Hello everyone and a very happy New Year. We pray that this year might be one in which we finally emerge from COVID into something like normality, whatever that is, and however we remember it. Having not experienced it myself in this part of the world, I can’t wait!
We took a few days break in my parents flat in Plymouth after Christmas. It’s a fascinating maritime city, home to a university and some rather unpleasant 60’s architecture that replaced much that was destroyed in the WW2 bombing. At the top of the hill overlooking the harbour is Plymouth Hoe, where Francis Drake allegedly finished his game of bowls rather than be distracted by the threatening Spanish Armada. In modern parlance, he was a leader showing a non-anxious presence!
As we begin any year it is easier to be overwhelmed by challenges rather than look forward with hope. This year, besides COVID, we have the economic challenge of growing inflation, and from a church perspective issues with which we’ll be familiar. At the end of last year, I conducted 10 listening events around the diocese. The quartet raised at all the meetings won’t surprise you – numbers, money, buildings and age profile. We are confronted with these every time we go to church, so it's no surprise they tend to dominate our thinking.
This is the backdrop for our conversations this year about our diocesan strategy. Another common response I got at the meetings, when I asked people about our current strategy, was, “What’s that?” Given the huge amount of work colleagues put into producing it and the amount of communication and consultation involved in drawing it up, that’s disappointing.
But a diocese is a complex organisation. Inevitably, people’s energy and focus starts locally and declines the further out you go. So, unless strategic stuff connects with local issues its likely to be seen as irrelevant and thus ignored. I’m convinced that whatever emerges must at least be seen to address the issues pre-occupying people in the parishes as well as encourage us in renewed missional energy.
I wonder whether part of our problem is that within living memory we were used to being at the top table culturally, politically and in our local communities. We are all too aware of our weaknesses and therefore anything that sounds like demands to do more is most unwelcome. It's all we can do to keep the current show on the road, and even more depressing when we know that our very best efforts aren’t keeping it on the road in any case.

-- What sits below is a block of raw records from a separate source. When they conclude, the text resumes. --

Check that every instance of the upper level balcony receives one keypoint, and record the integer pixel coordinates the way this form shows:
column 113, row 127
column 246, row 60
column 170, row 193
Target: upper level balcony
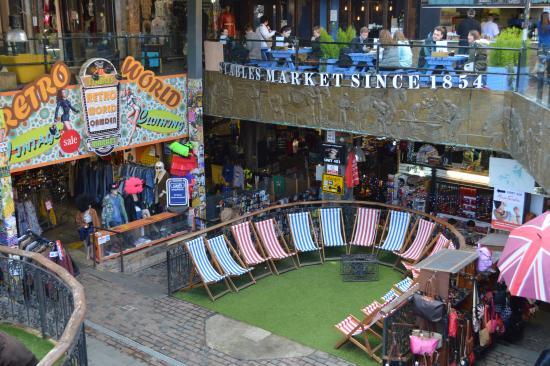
column 491, row 96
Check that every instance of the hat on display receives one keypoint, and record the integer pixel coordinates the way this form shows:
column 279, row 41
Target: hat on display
column 133, row 185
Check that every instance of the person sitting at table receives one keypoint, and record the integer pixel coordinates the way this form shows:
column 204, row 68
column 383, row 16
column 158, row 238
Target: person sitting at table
column 477, row 53
column 265, row 34
column 389, row 55
column 252, row 43
column 282, row 39
column 429, row 45
column 405, row 52
column 360, row 44
column 316, row 52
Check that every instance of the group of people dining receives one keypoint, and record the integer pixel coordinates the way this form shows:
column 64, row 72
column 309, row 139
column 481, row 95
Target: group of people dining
column 391, row 51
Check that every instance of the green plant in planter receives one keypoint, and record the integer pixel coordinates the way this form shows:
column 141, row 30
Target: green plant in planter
column 328, row 47
column 508, row 38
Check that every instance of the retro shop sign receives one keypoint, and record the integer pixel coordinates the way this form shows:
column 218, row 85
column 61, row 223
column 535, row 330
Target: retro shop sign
column 100, row 90
column 50, row 120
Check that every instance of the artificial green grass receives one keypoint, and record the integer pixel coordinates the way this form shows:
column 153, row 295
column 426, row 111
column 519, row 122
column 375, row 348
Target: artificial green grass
column 302, row 305
column 36, row 344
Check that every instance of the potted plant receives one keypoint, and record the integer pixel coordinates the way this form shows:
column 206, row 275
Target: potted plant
column 502, row 62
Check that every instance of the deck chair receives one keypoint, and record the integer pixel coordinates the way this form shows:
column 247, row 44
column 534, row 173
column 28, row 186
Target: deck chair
column 357, row 331
column 209, row 272
column 397, row 231
column 228, row 259
column 420, row 244
column 403, row 286
column 332, row 230
column 274, row 244
column 365, row 228
column 252, row 254
column 301, row 231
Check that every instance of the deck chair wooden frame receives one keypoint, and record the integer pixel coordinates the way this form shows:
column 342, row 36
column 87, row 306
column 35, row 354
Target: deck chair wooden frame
column 313, row 236
column 342, row 230
column 386, row 231
column 255, row 246
column 214, row 266
column 279, row 240
column 374, row 226
column 417, row 249
column 236, row 259
column 357, row 332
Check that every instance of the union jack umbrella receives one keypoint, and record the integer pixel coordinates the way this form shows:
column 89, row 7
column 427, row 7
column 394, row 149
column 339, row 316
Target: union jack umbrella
column 525, row 261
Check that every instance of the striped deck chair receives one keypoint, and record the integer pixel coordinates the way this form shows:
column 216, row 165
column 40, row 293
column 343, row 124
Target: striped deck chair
column 205, row 269
column 403, row 286
column 397, row 231
column 420, row 244
column 274, row 244
column 332, row 229
column 301, row 231
column 358, row 332
column 365, row 228
column 228, row 259
column 252, row 254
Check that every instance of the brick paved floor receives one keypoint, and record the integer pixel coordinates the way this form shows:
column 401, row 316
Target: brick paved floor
column 137, row 307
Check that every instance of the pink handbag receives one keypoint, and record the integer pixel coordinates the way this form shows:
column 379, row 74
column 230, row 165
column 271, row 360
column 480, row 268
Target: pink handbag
column 423, row 345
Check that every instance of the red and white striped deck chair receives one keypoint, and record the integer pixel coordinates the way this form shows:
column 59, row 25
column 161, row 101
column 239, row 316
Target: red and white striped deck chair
column 420, row 244
column 358, row 332
column 251, row 253
column 365, row 228
column 274, row 244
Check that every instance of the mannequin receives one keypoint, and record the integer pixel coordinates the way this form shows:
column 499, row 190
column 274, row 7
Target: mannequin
column 227, row 20
column 113, row 212
column 161, row 176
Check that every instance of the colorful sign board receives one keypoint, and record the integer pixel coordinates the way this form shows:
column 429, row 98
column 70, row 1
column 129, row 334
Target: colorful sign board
column 50, row 120
column 333, row 184
column 178, row 191
column 507, row 209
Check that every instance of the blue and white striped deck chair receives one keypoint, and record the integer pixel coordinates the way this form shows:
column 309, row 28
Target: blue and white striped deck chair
column 332, row 229
column 403, row 285
column 301, row 231
column 229, row 260
column 397, row 231
column 204, row 268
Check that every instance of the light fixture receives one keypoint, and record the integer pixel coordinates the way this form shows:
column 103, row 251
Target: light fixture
column 16, row 32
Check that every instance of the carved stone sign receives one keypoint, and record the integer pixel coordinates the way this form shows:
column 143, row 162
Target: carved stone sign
column 357, row 80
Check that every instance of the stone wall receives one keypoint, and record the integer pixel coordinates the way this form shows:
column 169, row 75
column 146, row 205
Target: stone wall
column 470, row 117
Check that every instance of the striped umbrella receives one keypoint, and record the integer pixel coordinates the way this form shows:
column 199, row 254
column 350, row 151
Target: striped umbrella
column 525, row 261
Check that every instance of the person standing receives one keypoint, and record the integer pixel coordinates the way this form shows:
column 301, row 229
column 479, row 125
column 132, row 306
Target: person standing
column 489, row 28
column 265, row 34
column 467, row 25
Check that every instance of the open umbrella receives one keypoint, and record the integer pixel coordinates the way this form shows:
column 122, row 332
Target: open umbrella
column 525, row 261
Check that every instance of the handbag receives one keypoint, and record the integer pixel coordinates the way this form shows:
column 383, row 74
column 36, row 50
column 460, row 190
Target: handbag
column 428, row 306
column 423, row 345
column 453, row 323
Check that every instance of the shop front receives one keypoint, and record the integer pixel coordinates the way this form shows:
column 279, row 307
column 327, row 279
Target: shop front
column 93, row 162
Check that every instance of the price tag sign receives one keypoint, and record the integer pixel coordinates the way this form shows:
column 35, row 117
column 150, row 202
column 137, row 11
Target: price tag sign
column 178, row 192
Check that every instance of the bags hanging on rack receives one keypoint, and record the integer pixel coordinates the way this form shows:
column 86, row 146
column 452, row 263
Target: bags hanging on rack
column 427, row 305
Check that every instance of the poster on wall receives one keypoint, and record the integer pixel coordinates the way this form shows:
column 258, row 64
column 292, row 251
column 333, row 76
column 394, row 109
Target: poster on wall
column 100, row 90
column 507, row 209
column 333, row 184
column 57, row 123
column 333, row 154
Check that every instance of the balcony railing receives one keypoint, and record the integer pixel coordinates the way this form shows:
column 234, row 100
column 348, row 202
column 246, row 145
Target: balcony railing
column 164, row 54
column 179, row 262
column 524, row 70
column 39, row 294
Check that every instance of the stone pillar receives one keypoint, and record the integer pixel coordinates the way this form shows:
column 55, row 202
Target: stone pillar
column 8, row 225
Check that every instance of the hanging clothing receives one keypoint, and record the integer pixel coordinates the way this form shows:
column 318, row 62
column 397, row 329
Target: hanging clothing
column 352, row 173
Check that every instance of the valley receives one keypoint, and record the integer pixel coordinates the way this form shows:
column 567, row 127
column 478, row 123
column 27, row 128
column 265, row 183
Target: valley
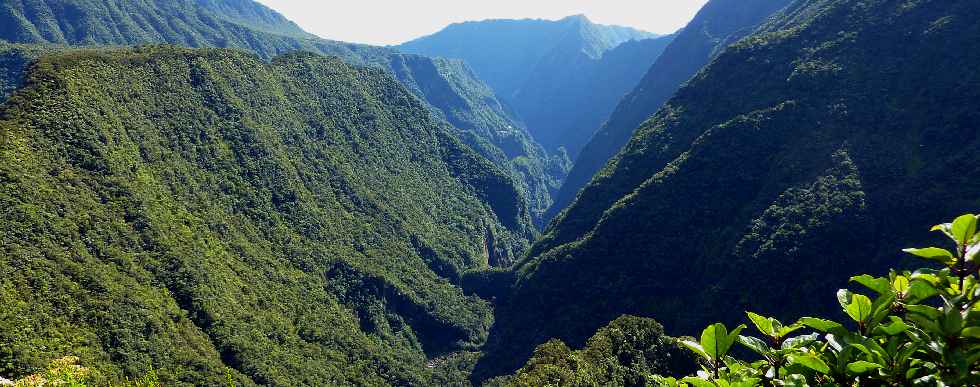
column 202, row 192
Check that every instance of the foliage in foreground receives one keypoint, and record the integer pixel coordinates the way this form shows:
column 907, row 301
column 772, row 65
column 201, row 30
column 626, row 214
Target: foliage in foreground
column 919, row 328
column 66, row 372
column 627, row 352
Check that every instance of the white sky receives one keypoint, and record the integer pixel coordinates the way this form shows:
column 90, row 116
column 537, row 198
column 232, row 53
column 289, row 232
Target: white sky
column 385, row 22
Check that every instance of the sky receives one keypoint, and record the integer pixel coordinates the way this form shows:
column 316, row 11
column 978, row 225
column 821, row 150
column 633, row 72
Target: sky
column 384, row 22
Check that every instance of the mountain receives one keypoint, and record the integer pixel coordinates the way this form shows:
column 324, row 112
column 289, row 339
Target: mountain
column 816, row 148
column 569, row 94
column 451, row 90
column 718, row 24
column 504, row 52
column 300, row 222
column 486, row 124
column 563, row 77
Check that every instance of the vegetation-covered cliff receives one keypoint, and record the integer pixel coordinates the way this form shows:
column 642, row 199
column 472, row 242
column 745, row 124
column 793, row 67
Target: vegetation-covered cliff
column 449, row 88
column 828, row 137
column 718, row 24
column 563, row 77
column 300, row 222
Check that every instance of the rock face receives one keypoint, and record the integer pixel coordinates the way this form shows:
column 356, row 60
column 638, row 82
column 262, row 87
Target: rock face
column 718, row 24
column 816, row 147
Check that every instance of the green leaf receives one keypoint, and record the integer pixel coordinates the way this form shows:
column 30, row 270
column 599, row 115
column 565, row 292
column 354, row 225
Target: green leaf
column 861, row 366
column 763, row 324
column 716, row 340
column 858, row 306
column 697, row 382
column 696, row 348
column 971, row 332
column 810, row 361
column 820, row 324
column 755, row 344
column 879, row 285
column 963, row 228
column 747, row 382
column 900, row 284
column 934, row 254
column 946, row 228
column 895, row 327
column 799, row 341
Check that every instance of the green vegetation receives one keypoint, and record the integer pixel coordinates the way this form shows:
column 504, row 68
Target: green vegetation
column 448, row 87
column 627, row 352
column 563, row 77
column 718, row 24
column 301, row 222
column 921, row 328
column 812, row 149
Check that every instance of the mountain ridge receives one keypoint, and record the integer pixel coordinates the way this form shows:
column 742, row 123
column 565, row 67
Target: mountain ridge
column 712, row 28
column 823, row 141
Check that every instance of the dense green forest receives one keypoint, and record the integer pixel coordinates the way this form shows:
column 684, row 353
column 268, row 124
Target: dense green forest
column 563, row 77
column 820, row 144
column 302, row 222
column 718, row 24
column 449, row 88
column 199, row 192
column 917, row 328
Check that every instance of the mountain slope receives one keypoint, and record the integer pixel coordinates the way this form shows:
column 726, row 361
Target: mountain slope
column 563, row 77
column 718, row 24
column 451, row 90
column 302, row 222
column 508, row 50
column 818, row 146
column 569, row 93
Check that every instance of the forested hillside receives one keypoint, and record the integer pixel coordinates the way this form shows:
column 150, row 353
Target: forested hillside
column 563, row 77
column 449, row 88
column 301, row 222
column 826, row 138
column 718, row 24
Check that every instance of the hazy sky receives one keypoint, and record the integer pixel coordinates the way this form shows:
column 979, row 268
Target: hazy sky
column 394, row 21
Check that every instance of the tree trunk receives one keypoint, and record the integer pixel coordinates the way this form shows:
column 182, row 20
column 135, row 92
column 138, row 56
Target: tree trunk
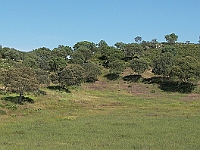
column 20, row 98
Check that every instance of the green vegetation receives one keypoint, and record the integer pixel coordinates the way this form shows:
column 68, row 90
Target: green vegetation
column 142, row 95
column 100, row 116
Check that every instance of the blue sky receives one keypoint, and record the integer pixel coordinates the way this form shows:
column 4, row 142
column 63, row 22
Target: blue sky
column 29, row 24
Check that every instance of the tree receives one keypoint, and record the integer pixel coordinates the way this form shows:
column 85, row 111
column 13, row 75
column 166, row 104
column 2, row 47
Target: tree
column 89, row 45
column 171, row 38
column 163, row 64
column 116, row 66
column 186, row 69
column 20, row 80
column 132, row 50
column 91, row 72
column 62, row 52
column 70, row 75
column 139, row 65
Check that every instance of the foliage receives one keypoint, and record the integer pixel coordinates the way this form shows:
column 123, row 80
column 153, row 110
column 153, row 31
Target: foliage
column 139, row 65
column 163, row 64
column 71, row 75
column 91, row 72
column 116, row 66
column 20, row 80
column 186, row 69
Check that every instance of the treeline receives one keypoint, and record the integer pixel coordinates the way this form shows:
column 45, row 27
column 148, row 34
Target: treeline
column 66, row 66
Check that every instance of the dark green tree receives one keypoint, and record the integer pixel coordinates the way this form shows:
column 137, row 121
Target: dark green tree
column 91, row 72
column 163, row 64
column 70, row 75
column 171, row 38
column 186, row 69
column 20, row 80
column 116, row 66
column 139, row 65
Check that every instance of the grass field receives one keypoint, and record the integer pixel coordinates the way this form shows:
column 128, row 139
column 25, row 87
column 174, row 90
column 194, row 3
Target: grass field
column 105, row 115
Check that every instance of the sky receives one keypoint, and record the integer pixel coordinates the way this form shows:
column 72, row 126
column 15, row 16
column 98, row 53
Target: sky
column 29, row 24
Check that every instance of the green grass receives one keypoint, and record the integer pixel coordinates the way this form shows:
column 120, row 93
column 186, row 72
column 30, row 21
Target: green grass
column 105, row 118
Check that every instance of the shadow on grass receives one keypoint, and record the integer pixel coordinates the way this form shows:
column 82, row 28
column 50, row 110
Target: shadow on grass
column 58, row 88
column 14, row 99
column 132, row 78
column 112, row 76
column 168, row 85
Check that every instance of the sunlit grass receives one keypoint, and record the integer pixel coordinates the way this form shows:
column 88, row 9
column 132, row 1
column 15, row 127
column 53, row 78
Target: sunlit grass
column 108, row 118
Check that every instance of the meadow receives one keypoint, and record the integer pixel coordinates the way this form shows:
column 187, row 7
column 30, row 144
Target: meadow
column 104, row 115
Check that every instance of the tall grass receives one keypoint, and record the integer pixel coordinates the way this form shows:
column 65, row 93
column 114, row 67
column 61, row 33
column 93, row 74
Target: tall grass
column 102, row 119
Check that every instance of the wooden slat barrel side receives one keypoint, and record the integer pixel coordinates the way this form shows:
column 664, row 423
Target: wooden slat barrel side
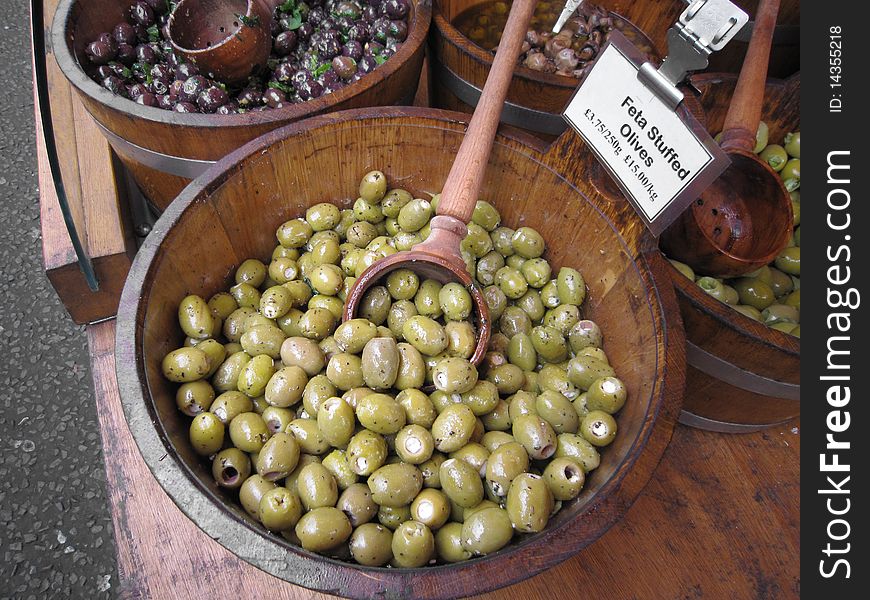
column 231, row 213
column 178, row 137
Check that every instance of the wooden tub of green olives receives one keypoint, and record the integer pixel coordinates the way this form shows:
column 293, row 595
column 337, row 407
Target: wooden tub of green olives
column 743, row 375
column 232, row 214
column 465, row 32
column 164, row 149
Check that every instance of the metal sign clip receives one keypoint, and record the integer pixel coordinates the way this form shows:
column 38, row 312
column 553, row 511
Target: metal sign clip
column 703, row 28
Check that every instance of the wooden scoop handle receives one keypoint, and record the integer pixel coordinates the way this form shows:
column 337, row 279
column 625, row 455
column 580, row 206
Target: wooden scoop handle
column 741, row 121
column 465, row 179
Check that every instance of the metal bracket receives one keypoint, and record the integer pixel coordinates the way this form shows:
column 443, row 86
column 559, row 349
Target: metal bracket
column 703, row 28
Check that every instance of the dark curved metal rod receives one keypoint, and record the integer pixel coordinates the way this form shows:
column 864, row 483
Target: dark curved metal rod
column 43, row 103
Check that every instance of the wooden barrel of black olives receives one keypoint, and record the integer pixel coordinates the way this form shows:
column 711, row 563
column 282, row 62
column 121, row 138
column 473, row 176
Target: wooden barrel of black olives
column 464, row 34
column 741, row 375
column 164, row 149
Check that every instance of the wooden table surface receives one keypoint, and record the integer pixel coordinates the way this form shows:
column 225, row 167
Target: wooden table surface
column 719, row 519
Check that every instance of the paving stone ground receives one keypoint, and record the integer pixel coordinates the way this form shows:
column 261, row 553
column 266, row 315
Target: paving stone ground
column 56, row 538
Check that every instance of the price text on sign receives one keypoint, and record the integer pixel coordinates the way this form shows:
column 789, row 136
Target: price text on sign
column 660, row 159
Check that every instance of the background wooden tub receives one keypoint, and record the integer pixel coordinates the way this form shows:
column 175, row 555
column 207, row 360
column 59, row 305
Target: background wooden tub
column 742, row 375
column 535, row 100
column 231, row 213
column 165, row 150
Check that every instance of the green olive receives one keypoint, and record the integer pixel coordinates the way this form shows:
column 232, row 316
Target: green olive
column 535, row 434
column 195, row 318
column 206, row 434
column 496, row 301
column 246, row 295
column 565, row 478
column 380, row 363
column 366, row 452
column 461, row 482
column 425, row 334
column 373, row 186
column 375, row 305
column 505, row 463
column 263, row 339
column 529, row 503
column 431, row 507
column 598, row 427
column 230, row 468
column 482, row 398
column 316, row 486
column 391, row 517
column 336, row 421
column 248, row 432
column 527, row 242
column 345, row 371
column 789, row 261
column 453, row 427
column 510, row 281
column 412, row 368
column 229, row 405
column 487, row 531
column 251, row 493
column 277, row 419
column 761, row 136
column 508, row 378
column 584, row 370
column 278, row 457
column 448, row 543
column 395, row 484
column 309, row 436
column 356, row 502
column 222, row 305
column 185, row 365
column 194, row 397
column 413, row 545
column 255, row 375
column 607, row 394
column 280, row 509
column 498, row 419
column 558, row 411
column 414, row 444
column 226, row 377
column 371, row 545
column 323, row 528
column 754, row 292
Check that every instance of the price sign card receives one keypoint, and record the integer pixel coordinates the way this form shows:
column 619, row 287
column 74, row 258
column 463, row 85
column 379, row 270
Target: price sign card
column 661, row 159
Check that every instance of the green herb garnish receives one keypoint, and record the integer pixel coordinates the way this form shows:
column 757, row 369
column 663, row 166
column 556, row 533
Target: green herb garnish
column 287, row 89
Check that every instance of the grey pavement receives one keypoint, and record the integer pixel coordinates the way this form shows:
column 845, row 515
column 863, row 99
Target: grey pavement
column 56, row 538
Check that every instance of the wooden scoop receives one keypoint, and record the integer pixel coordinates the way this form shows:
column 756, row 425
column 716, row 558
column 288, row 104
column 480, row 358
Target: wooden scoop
column 744, row 219
column 438, row 257
column 226, row 39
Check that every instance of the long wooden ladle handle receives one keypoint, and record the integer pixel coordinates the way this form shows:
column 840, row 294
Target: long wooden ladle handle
column 465, row 179
column 741, row 121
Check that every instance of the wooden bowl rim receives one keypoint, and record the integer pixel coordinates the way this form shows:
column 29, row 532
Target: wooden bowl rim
column 481, row 56
column 321, row 573
column 421, row 17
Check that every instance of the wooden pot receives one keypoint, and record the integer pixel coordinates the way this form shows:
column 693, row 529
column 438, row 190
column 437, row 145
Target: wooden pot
column 535, row 100
column 231, row 213
column 742, row 375
column 165, row 150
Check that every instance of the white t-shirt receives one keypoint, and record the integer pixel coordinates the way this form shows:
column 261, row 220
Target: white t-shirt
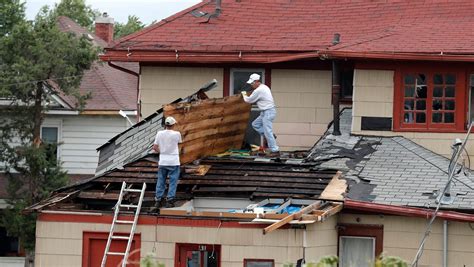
column 263, row 96
column 167, row 141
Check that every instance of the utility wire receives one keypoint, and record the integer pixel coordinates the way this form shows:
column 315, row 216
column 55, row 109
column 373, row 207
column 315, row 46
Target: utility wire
column 35, row 81
column 452, row 171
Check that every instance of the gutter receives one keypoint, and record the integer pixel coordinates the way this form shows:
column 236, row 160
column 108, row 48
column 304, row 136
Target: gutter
column 407, row 211
column 270, row 57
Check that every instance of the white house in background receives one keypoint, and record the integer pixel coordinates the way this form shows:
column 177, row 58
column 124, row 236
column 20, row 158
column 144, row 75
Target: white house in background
column 80, row 133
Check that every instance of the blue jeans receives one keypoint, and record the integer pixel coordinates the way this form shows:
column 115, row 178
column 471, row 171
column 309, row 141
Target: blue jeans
column 263, row 124
column 167, row 171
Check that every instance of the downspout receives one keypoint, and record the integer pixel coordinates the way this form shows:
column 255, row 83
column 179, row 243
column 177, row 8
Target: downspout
column 138, row 84
column 445, row 243
column 336, row 89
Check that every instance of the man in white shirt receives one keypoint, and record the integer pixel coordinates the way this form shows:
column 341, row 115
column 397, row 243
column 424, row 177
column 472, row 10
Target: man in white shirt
column 263, row 124
column 166, row 143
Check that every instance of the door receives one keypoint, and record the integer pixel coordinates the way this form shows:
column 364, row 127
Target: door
column 197, row 255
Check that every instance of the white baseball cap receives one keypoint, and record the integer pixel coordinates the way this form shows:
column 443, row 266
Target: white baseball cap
column 254, row 77
column 170, row 121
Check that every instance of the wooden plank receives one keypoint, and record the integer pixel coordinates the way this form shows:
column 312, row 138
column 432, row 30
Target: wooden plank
column 294, row 216
column 257, row 178
column 335, row 189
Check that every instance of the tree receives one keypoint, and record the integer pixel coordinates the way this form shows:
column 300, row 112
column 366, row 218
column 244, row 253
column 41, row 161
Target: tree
column 133, row 24
column 11, row 13
column 37, row 60
column 78, row 11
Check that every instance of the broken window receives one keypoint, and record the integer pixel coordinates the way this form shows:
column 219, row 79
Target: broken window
column 347, row 88
column 430, row 100
column 239, row 78
column 198, row 255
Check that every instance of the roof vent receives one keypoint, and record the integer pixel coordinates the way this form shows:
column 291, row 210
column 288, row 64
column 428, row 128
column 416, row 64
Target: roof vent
column 336, row 39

But what if that’s the place that mission is meant to start from? What if the times we look back on nostalgically when we had the people, the money, the social standing and the resources were actually a liability rather than an asset. You may be horrified by this, but I’d invite you to look at the experience of mission in the Gospels. When Jesus sent out the 12 and the 72 he gave them specific instructions not to take all that they needed. Luke 10: 5 says, “Go! I am sending you out like lambs among wolves. Do not take a purse, or bag or sandals, and do not greet anyone on the road.” More than that, he said you should be dependent on the very people to whom you offer ministry. When Jesus appeared to the disciples after the resurrection they were afraid initially, overjoyed at his presence and then sent out to get on with it.
What if we started discussions about strategy recognising that in human terms many of our problems are intractable and we simply don’t have the resources to address them? What if that didn’t lead us to despair, but to a hopeful desperation that drove us to prayer. What if our hope was based not on our strategic ingenuity but on the grace and power of the Holy Spirit? What if we saw weakness not as something to conceal or be afraid of, but as an opportunity to demonstrate Spirit-led creativity, to increase our dependence on the Lord and to grant us a fresh focus and clarity? What if our honesty and vulnerability made the Gospel we proclaim and live by more credible not less?
I start 2022 hopeful because there is a throne room in heaven and there is someone sitting on it. But that person isn’t a demanding tyrant or an awesome angel, but (as Revelation 5: 6 says) a lamb, looking as if it had been slain. The resurrected Jesus said to his disciples in the upper room, after he showed them the scars of the crucifixion, “as the Father has sent me, I am sending you. When we feel weak and powerless, we merely go as he did, but empowered by something far beyond ourselves. It's that which makes 2022, as every year, a year of hope.